Out-of-sample test results
| Naive approach (NAI)(%) | Mean variance optimization (MVO) | Mean CVaR optimization (MCO) | |
|---|---|---|---|
| Annualized mean | 3.32% | 6.24% | 8.36% |
| Annualized SD | 7.08% | 11.64% | 11.92% |
| Monthly min | −8.86% | −10.42% | −8.25% |
| Monthly max | 4.41% | 6.96% | 8.91% |
| Monthly VaR (5%) | 3.20% | 4.97% | 4.44% |
| Monthly CVaR (95%) | 5.13% | 7.07% | 6.12% |
| Max drawdown | 25.29% | 32.48% | 27.72% |
| Sharpe ratio | 0.47 | 0.54 | 0.70 |
| Monthly mean/VaR | 8.67 | 10.44 | 15.71 |
| Monthly mean/CVaR | 5.40 | 7.35 | 11.39 |
| Monthly Mean/MaxDD | 1.10 | 1.60 | 2.51 |
In order to compare the relative performance of these approaches, we report some common reward-to-risk ratios, using different measures of risk including volatility, VaR, CVaR and maximum drawdown. For instance, per 1 per cent risk as measured by standard deviation, MVO achieves 0.54 per cent return, whereas MCO achieves 0.70 per cent, even though its objective is not to maximize the Sharpe ratio as in the case of MVO. Ratios such as mean-to-VaR, mean-to-CVaR and mean-to-maximum drawdown indicate significant improvements when we switch from NAI to MVO, and MVO to MCO.
CONCLUSIONS
We certainly understand, and agree, that risk management goes far beyond the statistical perspectives. Nevertheless, we fail to imagine how a risk management system without statistical measures of risk, however risk is defined, can be sound. In our opinion, risk management must include at least the following three steps: (i) risk measurement, (ii) the incorporation of risk measures into portfolio construction or optimization and, finally (iii) risk monitoring.

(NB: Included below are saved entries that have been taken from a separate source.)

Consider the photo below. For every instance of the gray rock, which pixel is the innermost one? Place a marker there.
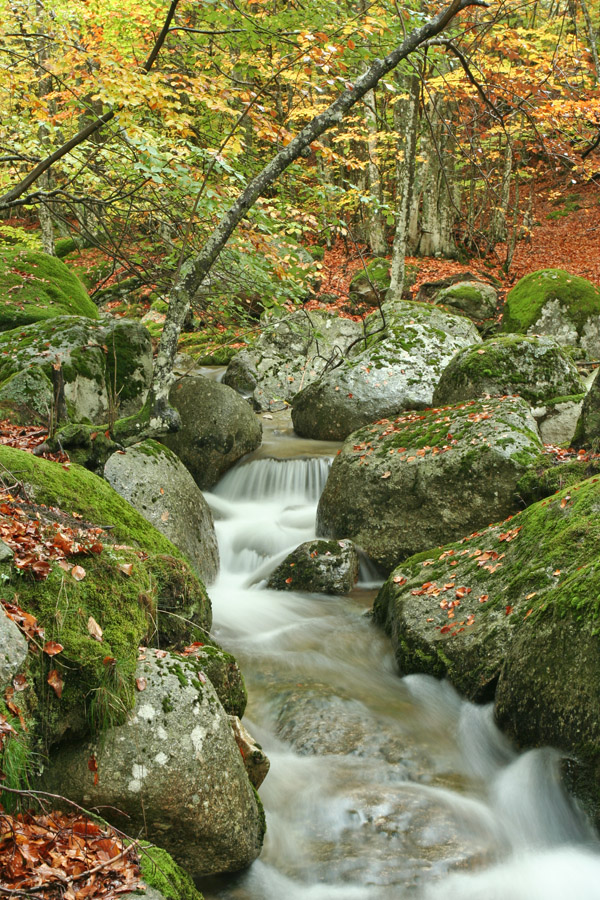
(256, 761)
(424, 478)
(291, 353)
(476, 299)
(13, 649)
(535, 368)
(175, 769)
(94, 355)
(398, 371)
(156, 483)
(217, 428)
(320, 567)
(27, 397)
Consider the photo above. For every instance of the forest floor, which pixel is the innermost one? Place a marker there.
(565, 235)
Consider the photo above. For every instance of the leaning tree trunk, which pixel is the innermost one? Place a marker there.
(406, 119)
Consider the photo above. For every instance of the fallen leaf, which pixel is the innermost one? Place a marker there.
(94, 629)
(55, 682)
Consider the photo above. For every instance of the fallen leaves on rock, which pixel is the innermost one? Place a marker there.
(65, 857)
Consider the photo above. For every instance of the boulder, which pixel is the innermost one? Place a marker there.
(587, 430)
(476, 299)
(256, 761)
(535, 368)
(511, 613)
(132, 577)
(319, 567)
(553, 302)
(217, 428)
(27, 397)
(156, 483)
(425, 478)
(173, 768)
(13, 649)
(95, 357)
(291, 353)
(35, 287)
(399, 370)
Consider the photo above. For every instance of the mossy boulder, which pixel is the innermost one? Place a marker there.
(320, 567)
(35, 287)
(424, 478)
(399, 370)
(369, 285)
(291, 353)
(95, 357)
(553, 302)
(155, 481)
(587, 431)
(476, 299)
(512, 613)
(217, 428)
(27, 397)
(535, 368)
(126, 586)
(171, 772)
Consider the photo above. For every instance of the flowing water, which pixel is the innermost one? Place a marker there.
(380, 787)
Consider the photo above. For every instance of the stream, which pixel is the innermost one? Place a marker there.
(380, 786)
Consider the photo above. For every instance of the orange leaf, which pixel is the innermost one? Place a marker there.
(55, 682)
(78, 573)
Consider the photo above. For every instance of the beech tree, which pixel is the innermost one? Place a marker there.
(158, 416)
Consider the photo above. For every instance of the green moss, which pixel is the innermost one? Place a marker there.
(35, 286)
(78, 490)
(160, 871)
(578, 297)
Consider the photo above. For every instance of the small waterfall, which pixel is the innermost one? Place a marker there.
(381, 788)
(292, 480)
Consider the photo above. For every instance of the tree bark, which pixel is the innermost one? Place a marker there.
(159, 414)
(406, 118)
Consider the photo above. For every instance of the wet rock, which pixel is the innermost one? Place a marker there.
(217, 428)
(553, 302)
(320, 567)
(175, 769)
(256, 761)
(424, 478)
(523, 630)
(535, 368)
(399, 370)
(13, 649)
(156, 483)
(93, 355)
(290, 354)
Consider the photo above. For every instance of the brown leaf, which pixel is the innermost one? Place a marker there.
(55, 682)
(78, 573)
(94, 629)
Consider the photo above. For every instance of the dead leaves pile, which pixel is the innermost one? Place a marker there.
(64, 856)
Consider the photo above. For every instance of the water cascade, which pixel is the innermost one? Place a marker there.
(380, 787)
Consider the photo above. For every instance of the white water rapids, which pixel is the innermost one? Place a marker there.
(380, 786)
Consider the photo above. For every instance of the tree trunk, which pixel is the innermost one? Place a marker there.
(406, 118)
(375, 228)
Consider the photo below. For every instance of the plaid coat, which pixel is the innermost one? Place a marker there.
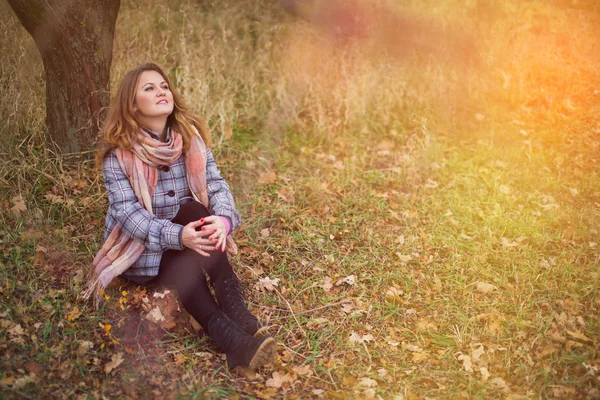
(156, 231)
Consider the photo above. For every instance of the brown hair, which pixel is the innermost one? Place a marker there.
(121, 127)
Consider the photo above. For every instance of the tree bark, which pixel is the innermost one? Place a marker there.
(75, 40)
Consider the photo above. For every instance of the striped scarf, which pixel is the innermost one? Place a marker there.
(140, 164)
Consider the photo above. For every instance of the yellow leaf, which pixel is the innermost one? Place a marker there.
(115, 361)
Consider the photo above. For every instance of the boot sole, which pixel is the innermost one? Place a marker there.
(265, 354)
(262, 331)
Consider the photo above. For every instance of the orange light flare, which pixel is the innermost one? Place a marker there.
(355, 54)
(542, 62)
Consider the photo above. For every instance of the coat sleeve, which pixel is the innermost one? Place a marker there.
(156, 234)
(220, 198)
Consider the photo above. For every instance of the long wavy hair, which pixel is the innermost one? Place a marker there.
(121, 127)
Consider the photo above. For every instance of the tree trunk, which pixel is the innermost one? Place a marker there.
(75, 40)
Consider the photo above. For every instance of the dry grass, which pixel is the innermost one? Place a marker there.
(460, 192)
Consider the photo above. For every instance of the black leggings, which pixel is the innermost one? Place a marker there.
(184, 269)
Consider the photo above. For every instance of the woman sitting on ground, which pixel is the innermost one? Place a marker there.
(171, 214)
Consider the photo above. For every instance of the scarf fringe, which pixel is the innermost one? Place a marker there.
(93, 289)
(119, 252)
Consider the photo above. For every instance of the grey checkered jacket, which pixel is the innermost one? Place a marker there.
(156, 231)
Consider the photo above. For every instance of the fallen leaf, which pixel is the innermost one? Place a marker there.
(84, 347)
(23, 381)
(393, 295)
(368, 382)
(357, 338)
(467, 364)
(499, 383)
(7, 380)
(508, 243)
(115, 361)
(19, 206)
(34, 368)
(161, 295)
(267, 283)
(484, 287)
(155, 315)
(576, 335)
(278, 379)
(485, 374)
(350, 280)
(267, 177)
(303, 370)
(504, 189)
(326, 284)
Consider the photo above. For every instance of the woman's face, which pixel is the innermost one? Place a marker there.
(153, 98)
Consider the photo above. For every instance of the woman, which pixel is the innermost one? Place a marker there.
(170, 213)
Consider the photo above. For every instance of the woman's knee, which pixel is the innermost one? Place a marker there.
(190, 211)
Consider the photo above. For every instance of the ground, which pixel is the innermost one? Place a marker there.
(415, 225)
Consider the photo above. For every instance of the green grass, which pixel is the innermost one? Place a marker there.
(423, 177)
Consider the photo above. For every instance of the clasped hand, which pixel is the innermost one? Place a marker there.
(206, 234)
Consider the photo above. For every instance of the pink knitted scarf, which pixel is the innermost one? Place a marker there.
(140, 164)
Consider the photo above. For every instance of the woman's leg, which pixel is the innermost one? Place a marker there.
(226, 284)
(184, 270)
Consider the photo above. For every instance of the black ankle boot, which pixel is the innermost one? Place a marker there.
(241, 348)
(231, 300)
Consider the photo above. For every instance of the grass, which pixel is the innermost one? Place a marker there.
(432, 219)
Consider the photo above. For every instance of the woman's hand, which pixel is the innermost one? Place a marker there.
(211, 235)
(215, 224)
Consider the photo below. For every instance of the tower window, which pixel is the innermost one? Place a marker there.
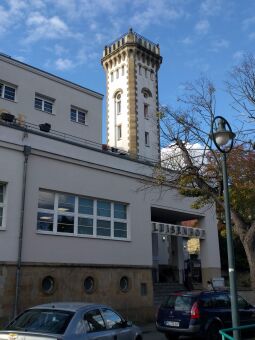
(147, 141)
(78, 115)
(118, 103)
(119, 132)
(146, 111)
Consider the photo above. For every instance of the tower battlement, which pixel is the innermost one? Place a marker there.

Given the near impossibility of a 25-standard deviations event during an investor's lifetime, the standard deviation is almost surely wrong. The importance of tail risk measures has been growing with more occurrences of crash events. As a result, deviations from the traditional risk measures have commenced and significantly gained momentum in various branches of finance. The incompetence of normal distribution in explaining real-world returns and consequently the underestimation of risks in the mean-variance framework lead to the analysis of fat-tailed extreme dependency distributions in risk modeling.
In this article, we employ modern statistical methods to better model the stylized facts about return distributions. Although some of these methods have been documented elsewhere and even implemented to some extent in the investment industry, we add to the literature by showing in a portfolio tail risk management case how a combination of these allows us to approximate the observed distributions of returns much more effectively than would a typical multivariate normal distribution. In summary, we show how persistence in volatilities can be filtered via GARCH models to achieve stationarity for fat tail and dependency modeling. We next fit fat-tailed distributions to the filtered data and calibrate copulas to model extreme dependencies.
Many of the statistical risk measures we discuss may be found in some of the more sophisticated managers’ risk reports. However, probably because of the technical challenges, these measures are largely used for the purpose of risk monitoring after positions are taken, rather than as part of the objective function in the portfolio optimization stage, a step that we insist must be included in order to implement sound risk management. In the final part of this article, we demonstrate how to implement this important step by using the currency carry trade as an example. We simulate fat-tailed scenarios with possible extreme dependencies, and optimize portfolio tail risk on these forward-looking samples by constraining CVaR. Results from out-of-sample tests show that, in general, managing risks even with a traditional method such as mean-variance may improve investment performance; however, only a non-normal model with a tail risk control capability appears to be effective in shrinking the size of drawdowns and rare substantial losses.